います。それでもその危険を承知の上で先祖以来住み続けておられる方が、大勢おられます。
 
私は全て折り合いをつけることが必要だと思います。繰り返しになりますが、完全はあり得ません。

原発にも完全に安全であれと要求するのは無理だと思います。


菅首相は浜岡原発の停止を中部電力に要請しました。しかし彼はほとんど独断で、しかも記者会見を開いて停止要請

を発表しました。これは明らかに万一地震が起きて浜岡原発が事故を起こしたときに備えたアリバイ作りです。

幸い命令する権限は首相にはないようです。責任逃れを常に考える首相としては、これは絶好のチャンスでした。

下駄は中部電力に預ける。
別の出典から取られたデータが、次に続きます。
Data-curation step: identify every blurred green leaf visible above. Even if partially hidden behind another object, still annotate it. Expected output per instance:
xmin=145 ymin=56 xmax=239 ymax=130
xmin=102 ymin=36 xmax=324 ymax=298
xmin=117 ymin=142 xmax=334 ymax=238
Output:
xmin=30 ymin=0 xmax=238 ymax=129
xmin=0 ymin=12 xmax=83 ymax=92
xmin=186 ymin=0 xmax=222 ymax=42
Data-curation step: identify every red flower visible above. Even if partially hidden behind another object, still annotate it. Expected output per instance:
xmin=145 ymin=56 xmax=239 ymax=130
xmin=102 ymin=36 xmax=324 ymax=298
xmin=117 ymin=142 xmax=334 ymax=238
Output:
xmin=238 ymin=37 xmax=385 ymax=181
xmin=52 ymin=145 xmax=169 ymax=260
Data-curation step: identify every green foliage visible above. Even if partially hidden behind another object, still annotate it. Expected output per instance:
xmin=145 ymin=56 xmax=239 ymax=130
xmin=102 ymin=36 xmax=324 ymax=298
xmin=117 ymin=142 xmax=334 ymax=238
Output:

中部電力が拒否して運転を続けてくれれば、結果は最良です。余りに卑怯な人です。

彼の悪口は言っても無駄なので、この程度にしておきます。

繰り返して申し上げますが、浜岡に限らず全ての原発は福島第一の教訓を生かして緊急対策を行うべきです。

そしてそれが終わったら早急に運転し、産業活動に不安がないようにして貰いたいのです。

石油・石炭の輸入を原発が停止した分の穴埋めができるだけ増やせる保証がどこにあるのですか。

首相は思いつきで得意の軽い発言をしました。彼の目的は首相の給与・待遇を引き続き受けたいだけです。

原発を即時停止すれば、日本は間違いなく滅亡します。皆様のご理解を切に祈るだけです。